County adjusts Hotel/Motel tax dates as cabin owners speak

GILMER COUNTY, Ga. – With the Hotel/Motel tax change well underway, May saw cabin owners requesting adjustments to the change with the public hearing and first reader in the BOC meetings.

Questions arose among speakers asking the board to not go fully to eight percent right away, but instead staging a smaller increase and potentially returning to the increase later if still needed. Another request saw different speakers telling the board about added stress from having to go back to people who have or will make reservations before the change takes place. The date of implementation became the main focus of discussions from the county’s work session to public hearing to the regular meeting in Citizen’s Wishing to Speak.

Originally, the board looked to have the change begin a soft implementation this week that would see rentals informing those making reservations for a stay after August 1 about the tax increase and the charge would be added to their stay as it occurs after the August 1 implementation date.
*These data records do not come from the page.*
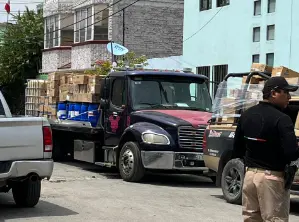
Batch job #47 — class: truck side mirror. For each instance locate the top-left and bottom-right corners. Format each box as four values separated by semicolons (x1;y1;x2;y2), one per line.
100;98;109;109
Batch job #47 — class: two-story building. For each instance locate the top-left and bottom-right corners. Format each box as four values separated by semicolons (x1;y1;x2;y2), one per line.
183;0;299;93
41;0;184;73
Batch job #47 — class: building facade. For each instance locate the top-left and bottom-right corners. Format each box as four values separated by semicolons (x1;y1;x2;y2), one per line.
41;0;184;73
183;0;299;94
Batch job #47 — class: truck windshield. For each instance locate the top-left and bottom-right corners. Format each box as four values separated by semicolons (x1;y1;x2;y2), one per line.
130;76;212;112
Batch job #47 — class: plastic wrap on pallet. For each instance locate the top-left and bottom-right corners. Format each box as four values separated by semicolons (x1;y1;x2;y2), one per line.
212;81;264;117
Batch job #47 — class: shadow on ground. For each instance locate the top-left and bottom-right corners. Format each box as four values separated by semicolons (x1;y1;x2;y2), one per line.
0;193;78;222
55;161;216;188
211;195;299;216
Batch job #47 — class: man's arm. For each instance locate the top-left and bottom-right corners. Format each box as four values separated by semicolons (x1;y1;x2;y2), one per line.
232;117;246;159
278;115;299;163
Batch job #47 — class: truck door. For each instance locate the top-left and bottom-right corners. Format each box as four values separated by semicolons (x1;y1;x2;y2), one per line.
104;77;127;146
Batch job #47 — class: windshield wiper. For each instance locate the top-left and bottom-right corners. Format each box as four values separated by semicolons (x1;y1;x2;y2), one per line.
138;103;168;108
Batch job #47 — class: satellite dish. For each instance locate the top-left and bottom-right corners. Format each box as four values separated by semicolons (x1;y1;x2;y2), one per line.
107;42;129;55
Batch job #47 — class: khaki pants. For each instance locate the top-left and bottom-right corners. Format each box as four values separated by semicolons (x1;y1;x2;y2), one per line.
242;169;290;222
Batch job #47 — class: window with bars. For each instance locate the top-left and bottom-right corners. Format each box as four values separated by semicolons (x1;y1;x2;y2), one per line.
212;64;228;96
254;0;262;16
75;7;93;43
252;27;261;42
252;54;260;63
196;66;211;90
199;0;212;11
75;4;109;43
44;15;60;49
268;0;276;13
266;53;274;67
267;25;275;41
217;0;229;7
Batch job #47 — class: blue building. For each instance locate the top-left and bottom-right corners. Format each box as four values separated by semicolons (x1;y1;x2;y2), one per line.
183;0;299;94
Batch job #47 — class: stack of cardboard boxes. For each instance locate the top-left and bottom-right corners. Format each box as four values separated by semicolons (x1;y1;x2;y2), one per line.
217;63;299;125
39;72;103;119
25;79;47;116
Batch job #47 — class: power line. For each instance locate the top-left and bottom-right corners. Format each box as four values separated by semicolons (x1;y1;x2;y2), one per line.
47;0;141;40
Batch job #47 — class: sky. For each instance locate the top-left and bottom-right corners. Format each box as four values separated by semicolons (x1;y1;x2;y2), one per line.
0;0;43;22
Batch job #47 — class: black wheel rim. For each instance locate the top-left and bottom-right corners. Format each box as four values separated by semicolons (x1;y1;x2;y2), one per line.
225;168;242;197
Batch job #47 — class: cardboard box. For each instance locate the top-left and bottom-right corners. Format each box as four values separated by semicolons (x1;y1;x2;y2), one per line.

This idea came out of the county’s work session on May 11, 2022. However, during the Public Hearing and Regular Session on May 12, 2022, rental owners returned to oppose the implementation and the county asking them to “collect a tax that isn’t implemented yet.”

Debates continued over the official implementation of the tax and a specific date rather than implementation in stages or the possibility of retroactive implementation. Speakers also debated the difficulty of including Airbnb and VRBO into the collection so quickly.
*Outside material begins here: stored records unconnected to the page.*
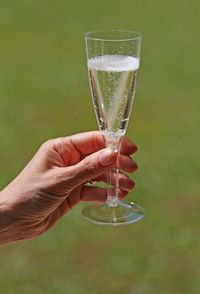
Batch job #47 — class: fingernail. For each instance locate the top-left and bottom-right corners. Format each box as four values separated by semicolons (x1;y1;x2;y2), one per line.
99;149;116;166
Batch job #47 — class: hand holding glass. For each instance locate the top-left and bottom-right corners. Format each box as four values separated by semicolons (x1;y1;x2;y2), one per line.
83;30;144;226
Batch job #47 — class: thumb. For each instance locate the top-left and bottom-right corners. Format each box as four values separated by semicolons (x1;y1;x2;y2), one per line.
61;149;117;189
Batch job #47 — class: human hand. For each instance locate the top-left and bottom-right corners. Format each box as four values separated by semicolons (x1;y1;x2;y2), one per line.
0;131;137;244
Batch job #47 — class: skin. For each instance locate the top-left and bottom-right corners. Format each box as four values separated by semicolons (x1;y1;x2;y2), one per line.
0;131;137;245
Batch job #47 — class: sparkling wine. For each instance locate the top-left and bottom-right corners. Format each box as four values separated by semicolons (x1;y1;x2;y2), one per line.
88;55;139;142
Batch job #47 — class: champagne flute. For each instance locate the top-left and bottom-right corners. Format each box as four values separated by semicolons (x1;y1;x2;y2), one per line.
82;30;144;226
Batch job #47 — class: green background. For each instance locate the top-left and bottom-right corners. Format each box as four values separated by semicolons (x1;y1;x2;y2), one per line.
0;0;200;294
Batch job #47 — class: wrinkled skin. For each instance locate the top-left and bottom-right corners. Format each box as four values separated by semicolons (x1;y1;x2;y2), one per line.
0;131;137;244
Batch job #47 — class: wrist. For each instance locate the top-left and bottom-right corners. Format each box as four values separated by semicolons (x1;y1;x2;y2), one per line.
0;190;20;245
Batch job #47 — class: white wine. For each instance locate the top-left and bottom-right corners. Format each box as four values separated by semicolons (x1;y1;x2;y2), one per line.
88;55;139;145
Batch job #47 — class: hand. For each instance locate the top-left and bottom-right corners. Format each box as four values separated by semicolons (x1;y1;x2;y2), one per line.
0;131;137;244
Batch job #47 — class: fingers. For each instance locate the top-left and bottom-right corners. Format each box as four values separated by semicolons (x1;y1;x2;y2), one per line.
67;131;105;155
81;186;128;202
61;149;116;190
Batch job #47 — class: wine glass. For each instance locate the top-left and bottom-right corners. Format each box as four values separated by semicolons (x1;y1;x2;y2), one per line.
82;30;144;226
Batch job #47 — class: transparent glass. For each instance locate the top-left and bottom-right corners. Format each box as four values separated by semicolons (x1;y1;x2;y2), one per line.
82;30;144;226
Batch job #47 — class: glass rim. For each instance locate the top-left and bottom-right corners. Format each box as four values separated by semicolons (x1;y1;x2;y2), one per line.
84;30;142;42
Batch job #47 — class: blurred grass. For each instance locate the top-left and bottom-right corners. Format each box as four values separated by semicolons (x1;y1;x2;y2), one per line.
0;0;200;294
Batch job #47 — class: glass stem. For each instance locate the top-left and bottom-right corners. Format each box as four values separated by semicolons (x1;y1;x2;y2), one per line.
106;140;120;207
Post 1 Commissioner Hubert Parker noted that the tax has been discussed and information has been going out since December and implementation is not coming as a surprise to the county.

Board of Commissioners Chairman Charlie Paris said in the public hearing, “I would be sympathetic to the idea that this hasn’t been approved yet and it’s not a tax yet and perhaps we need to do that first.” Paris called for some give on both sides so that everyone could feel it was implemented properly and be able to walk away “not mad.”
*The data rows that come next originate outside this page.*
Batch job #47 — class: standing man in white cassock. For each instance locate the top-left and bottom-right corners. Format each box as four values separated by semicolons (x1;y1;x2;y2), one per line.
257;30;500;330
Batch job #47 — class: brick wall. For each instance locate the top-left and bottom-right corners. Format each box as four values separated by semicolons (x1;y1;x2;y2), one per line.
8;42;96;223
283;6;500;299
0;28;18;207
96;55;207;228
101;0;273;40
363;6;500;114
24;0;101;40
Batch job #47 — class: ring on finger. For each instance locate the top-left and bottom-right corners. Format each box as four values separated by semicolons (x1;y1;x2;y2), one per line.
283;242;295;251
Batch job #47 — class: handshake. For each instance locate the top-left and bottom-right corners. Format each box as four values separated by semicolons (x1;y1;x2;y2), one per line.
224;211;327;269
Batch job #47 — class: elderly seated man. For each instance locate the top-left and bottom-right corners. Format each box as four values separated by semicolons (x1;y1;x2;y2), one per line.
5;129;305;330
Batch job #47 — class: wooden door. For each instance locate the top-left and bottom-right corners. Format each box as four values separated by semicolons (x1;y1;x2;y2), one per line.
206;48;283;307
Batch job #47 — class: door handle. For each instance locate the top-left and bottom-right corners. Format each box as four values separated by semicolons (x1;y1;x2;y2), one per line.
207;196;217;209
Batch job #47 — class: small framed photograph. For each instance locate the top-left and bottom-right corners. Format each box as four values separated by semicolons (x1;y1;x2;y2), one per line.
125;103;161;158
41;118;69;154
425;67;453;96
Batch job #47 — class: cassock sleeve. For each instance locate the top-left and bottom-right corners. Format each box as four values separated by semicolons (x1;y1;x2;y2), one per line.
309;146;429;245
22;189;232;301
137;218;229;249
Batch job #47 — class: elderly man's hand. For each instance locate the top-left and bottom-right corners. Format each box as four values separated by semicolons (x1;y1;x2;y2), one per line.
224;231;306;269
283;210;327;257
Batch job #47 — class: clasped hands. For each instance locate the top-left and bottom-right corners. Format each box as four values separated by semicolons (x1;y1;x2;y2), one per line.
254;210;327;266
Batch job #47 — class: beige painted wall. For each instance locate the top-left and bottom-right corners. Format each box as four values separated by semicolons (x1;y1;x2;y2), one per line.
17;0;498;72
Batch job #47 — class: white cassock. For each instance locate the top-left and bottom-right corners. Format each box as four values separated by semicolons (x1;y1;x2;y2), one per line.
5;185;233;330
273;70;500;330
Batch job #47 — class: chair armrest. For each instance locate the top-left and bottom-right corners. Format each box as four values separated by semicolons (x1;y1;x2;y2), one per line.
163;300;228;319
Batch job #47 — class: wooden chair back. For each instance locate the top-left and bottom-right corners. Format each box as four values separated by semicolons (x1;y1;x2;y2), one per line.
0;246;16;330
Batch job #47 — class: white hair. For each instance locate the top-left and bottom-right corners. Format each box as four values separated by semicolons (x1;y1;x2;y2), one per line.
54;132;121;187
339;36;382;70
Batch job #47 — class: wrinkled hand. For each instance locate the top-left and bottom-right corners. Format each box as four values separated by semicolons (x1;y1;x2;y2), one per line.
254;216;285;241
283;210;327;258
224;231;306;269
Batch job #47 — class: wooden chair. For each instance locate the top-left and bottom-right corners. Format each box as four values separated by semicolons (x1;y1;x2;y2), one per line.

Parker also said he would be agreeable to a set date. With the presumption of a final reader in the June meeting, the BOC looked at implementation on July 1, 2022.

Instead of stage implementation looking at reservation made date and the date of the stay, speakers looked for a single hard date to say any reservations made before this date follow the past rule and those made after that date follow the eight percent tax. The noted concerns of trying to follow two different rules at once depending on when the stay date is.

The official motion to approve the first reader came in the regular meeting supporting the implementation of a single date, July 1, 2022, to impose the tax increase on all reservations made on July 1, 2022, and after, regardless of the actual date of the stay.